London, UK: I have heard that the restaurant on the top floor of Tate Modern Art Gallery in London hosts a spectacular view of the Thames. However, I had forgotten about food (for once) because I was on one of my walking art-and-nature prowls around London.
I landed at St. Paul’s Cathedral, marveled at the architecture and the thick crowd of tourists basking in the sun. I had taken up sketching during my trip to the UK so enjoyed the sketching tryst till the need to walk to the Millennium bridge got the better of me.
I had forgotten that the bridge passed over the Thames (I could see the London Bridge at a distance with the auto, train and bus sweeping past each other like moving polka dots) and right into the arms of the Tate Modern.

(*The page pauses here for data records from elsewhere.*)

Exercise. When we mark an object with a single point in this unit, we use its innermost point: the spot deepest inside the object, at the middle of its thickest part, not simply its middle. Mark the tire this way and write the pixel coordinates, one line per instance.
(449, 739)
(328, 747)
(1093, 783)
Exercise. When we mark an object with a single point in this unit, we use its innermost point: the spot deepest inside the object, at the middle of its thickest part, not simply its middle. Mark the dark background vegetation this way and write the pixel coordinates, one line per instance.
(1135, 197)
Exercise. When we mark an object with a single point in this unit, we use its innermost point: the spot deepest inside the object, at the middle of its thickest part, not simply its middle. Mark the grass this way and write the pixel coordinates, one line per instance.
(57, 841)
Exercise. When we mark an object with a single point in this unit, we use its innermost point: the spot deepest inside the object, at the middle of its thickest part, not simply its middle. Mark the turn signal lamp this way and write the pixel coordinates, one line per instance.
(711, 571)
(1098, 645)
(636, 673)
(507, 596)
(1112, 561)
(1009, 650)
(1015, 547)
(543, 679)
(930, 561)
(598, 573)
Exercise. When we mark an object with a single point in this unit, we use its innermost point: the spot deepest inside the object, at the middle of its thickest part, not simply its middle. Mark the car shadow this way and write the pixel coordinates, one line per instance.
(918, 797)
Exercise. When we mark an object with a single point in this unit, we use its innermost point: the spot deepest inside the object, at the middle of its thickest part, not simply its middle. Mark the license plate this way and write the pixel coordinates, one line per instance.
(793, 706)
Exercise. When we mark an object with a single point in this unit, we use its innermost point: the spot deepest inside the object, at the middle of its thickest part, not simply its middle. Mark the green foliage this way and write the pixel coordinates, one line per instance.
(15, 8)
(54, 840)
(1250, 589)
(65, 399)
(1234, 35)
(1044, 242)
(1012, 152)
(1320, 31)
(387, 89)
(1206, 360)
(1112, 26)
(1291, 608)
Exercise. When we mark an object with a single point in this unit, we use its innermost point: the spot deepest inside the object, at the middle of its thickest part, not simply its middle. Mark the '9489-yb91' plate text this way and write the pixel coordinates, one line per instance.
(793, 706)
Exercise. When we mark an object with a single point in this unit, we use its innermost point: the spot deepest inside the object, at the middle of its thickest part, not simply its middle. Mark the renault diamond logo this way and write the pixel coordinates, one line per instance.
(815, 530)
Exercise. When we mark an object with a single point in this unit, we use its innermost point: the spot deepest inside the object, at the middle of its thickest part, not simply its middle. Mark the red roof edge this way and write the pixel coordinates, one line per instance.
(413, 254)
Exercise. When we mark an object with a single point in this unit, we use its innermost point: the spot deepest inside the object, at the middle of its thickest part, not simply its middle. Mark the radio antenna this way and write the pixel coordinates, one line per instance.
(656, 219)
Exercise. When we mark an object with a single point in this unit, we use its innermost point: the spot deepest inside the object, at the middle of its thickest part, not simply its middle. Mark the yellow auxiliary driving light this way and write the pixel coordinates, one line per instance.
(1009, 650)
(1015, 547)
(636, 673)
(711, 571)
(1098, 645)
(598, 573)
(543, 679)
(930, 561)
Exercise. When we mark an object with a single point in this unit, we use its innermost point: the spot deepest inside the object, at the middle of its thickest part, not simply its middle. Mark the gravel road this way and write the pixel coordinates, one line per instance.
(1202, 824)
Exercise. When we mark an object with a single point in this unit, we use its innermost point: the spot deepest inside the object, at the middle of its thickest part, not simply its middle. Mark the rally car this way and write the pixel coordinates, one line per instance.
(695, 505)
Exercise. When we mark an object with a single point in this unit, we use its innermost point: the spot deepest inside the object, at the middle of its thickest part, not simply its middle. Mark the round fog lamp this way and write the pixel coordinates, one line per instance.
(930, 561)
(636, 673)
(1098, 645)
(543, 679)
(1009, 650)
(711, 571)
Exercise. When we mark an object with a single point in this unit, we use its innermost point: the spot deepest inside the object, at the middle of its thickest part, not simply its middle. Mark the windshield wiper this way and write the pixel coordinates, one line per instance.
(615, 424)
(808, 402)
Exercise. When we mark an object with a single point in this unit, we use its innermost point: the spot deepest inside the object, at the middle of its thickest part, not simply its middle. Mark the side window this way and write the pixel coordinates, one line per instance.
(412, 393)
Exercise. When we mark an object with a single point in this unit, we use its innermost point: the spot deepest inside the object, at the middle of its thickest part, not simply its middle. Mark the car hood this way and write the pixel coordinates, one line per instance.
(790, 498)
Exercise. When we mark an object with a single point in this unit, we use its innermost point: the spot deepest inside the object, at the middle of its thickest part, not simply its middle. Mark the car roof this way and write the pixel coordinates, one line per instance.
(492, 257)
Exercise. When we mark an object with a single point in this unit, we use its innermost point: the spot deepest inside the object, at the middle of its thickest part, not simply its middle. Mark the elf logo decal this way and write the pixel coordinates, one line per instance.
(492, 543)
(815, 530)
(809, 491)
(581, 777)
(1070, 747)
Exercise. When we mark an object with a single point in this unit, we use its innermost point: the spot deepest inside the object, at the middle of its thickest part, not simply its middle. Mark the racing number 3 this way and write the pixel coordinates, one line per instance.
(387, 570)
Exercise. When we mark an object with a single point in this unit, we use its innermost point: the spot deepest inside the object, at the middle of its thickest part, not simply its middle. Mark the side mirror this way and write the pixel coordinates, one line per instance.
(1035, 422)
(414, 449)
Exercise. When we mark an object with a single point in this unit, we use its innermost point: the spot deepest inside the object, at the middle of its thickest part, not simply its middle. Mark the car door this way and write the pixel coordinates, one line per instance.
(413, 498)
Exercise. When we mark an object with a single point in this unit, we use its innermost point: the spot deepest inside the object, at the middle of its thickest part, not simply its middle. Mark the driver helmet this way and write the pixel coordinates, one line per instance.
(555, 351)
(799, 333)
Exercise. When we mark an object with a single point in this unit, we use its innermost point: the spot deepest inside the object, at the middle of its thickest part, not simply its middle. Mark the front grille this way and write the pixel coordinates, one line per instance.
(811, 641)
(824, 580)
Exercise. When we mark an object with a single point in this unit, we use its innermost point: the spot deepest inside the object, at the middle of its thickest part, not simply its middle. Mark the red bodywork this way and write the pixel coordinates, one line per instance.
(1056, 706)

The smell of barbecue outside the gallery attracted me towards it. I found the gallery’s architecture quite nondescript and staid. Still, who knew what artwork treasures would be found in there? After all, that’s what the Cultural Arts Travelogue is all about. Discovering handcrafted treasures on our travels.
Here are some photos from the art exhibition that was going on – I couldn’t possibly cover all the floors of the Tate Modern and so settled to visit this free exhibition. Whilst I’m not terribly fond of modern art, I did find it interesting to read how the artist sculptor came upon the idea, what he was trying to share with the audience, with the hope that someone would ‘get it.’
The sculpture by German artist Joseph Beuys took the whole room. Somehow I found it fascinating, especially when I understood his background and what he was trying to portray through this sculptural installation called “Lightning with Stag in its Glare.†He is known for blending myth, politics and man’s relationship to the natural world in his sculptural installations. The bronze cast stands for the bolt of lightning whilst the silver looking stag is actually an aluminium cast. I guess the harnessing of the natural energies is what attracted me to this sculpture.
I don’t like crows. They remind me of people who are scavengers off others good nature and generosity. In this work named Untitled 1979, Kounellis who was seen as one of the leading figures of the Arte Povera movement, has used the power of imagery, arrows and stuffed birds to explain an industrial scene taken from the nineteenth century. The other stuffed bird used was the jackdaw. Sometimes simple line drawings in charcoal on paper are just as effective.
Eileen Agar, is an Argentinian mixed media artist who created Marine Oject bywith a Greek amphora found in a fisherman’s net in the south of France, merged with crustaceans and the like, with the final addition of the ram’s horn from Cumberland. Love the rustic, harsh, rough effect of all these elements.
Ai Wiewei’s Sunflower seeds are actually not sunflower seeds. Each seed has been individually handmade from porcelain, would you believe. The inspiration is gleaned from the sunflowers seeds being a typical street snack of China. For the artist, this seed was a generous gesture of friendship and kindness during the Cultural Revolution of the 60s that China had witnessed.
It was time to head to the tube station St. Pauls. But not without spending one hour just listening to the musicians perched on the Millennium Bridge. I quickly discovered that with great music, I can sketch really well.
And here questions of type such if honestly strike me not much as I wrote everything higher. It is visible you simply you don’t want to read all this. As my parrot does.